External long-term brain (across sessions). When an agent needs to remember things between sessions — facts, past work, what performed well, standing preferences — it uses an external memory store. Kybernesis's Arcana is the store these template agents use. Arcana is wired in as a connection that exposes memory tools (remember, recall, search) the agent calls during a turn, so memory is something the agent actively writes to and queries, not an ambient buffer. Each agent (and each subagent) can point at its own Arcana workspace, giving it a separate brain.

The two work together: durable sessions carry the current conversation, and the external brain carries what should outlive it.

The Memory tab

Open an agent and select the Memory top tab. It shows whether the agent is running on Eve's native durable sessions alone, or also has an external long-term brain (Arcana) attached — and, if Arcana is attached, the workspace it points at.

Wiring Arcana in Studio

To attach an external brain, provide three things in the Memory tab:

  • A workspace — the Arcana workspace (brain) this agent reads from and writes to. Different agents or subagents can use different workspaces to keep their memories separate.
  • An env var name — the environment variable the agent's connection reads its key from (for example ARCANA_API_KEY).
  • An API key — the Arcana key that authorizes access to that workspace.

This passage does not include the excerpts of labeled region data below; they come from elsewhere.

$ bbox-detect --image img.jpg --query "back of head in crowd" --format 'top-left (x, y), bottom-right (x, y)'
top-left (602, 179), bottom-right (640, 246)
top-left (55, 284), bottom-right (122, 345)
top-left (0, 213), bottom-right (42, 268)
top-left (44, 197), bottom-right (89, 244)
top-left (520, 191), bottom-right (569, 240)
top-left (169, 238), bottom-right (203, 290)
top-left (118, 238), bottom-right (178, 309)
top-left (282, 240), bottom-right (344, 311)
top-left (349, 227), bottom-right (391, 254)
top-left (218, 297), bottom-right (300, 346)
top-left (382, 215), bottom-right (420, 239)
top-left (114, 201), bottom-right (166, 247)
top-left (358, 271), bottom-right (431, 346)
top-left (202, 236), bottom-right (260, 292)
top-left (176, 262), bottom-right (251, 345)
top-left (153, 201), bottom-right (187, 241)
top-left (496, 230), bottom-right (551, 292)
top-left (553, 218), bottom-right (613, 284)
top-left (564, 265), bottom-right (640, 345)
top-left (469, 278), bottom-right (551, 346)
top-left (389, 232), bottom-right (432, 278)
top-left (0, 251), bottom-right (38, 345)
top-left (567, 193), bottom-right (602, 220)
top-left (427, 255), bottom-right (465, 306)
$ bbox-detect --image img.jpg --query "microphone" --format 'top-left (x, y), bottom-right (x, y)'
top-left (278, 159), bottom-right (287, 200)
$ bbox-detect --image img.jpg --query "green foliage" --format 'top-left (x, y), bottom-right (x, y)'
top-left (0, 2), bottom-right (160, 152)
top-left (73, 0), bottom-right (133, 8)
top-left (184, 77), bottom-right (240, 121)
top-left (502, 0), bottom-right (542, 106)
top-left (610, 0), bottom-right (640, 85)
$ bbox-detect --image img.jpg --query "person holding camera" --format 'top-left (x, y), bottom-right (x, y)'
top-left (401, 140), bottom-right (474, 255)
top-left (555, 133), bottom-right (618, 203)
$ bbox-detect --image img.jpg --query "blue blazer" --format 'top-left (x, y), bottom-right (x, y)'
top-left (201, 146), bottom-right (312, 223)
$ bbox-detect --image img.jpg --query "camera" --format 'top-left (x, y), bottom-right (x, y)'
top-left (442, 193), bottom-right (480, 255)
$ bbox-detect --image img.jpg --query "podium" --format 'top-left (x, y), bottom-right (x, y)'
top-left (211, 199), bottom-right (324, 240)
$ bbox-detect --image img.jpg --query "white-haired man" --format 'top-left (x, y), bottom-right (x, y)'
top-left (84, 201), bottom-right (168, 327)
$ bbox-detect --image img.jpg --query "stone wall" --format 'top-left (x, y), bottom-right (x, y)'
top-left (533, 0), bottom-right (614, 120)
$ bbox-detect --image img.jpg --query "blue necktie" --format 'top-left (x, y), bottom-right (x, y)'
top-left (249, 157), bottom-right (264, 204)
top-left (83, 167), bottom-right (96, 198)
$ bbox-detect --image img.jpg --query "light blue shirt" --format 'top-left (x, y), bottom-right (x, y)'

Studio stores the key under the env var name you gave. If the agent is linked to Vercel, the key is also pushed to the project's environment variables, so the deployed agent has it too — not just your local dev server. (Linking is the same Connect to Vercel step the model already needs.)

Under the hood this configures a connection under agent/connections/ that points at Arcana and sends the key; the agent's own tools then surface and query that memory during a turn. Keep the key out of source — it lives as an environment variable, never in code.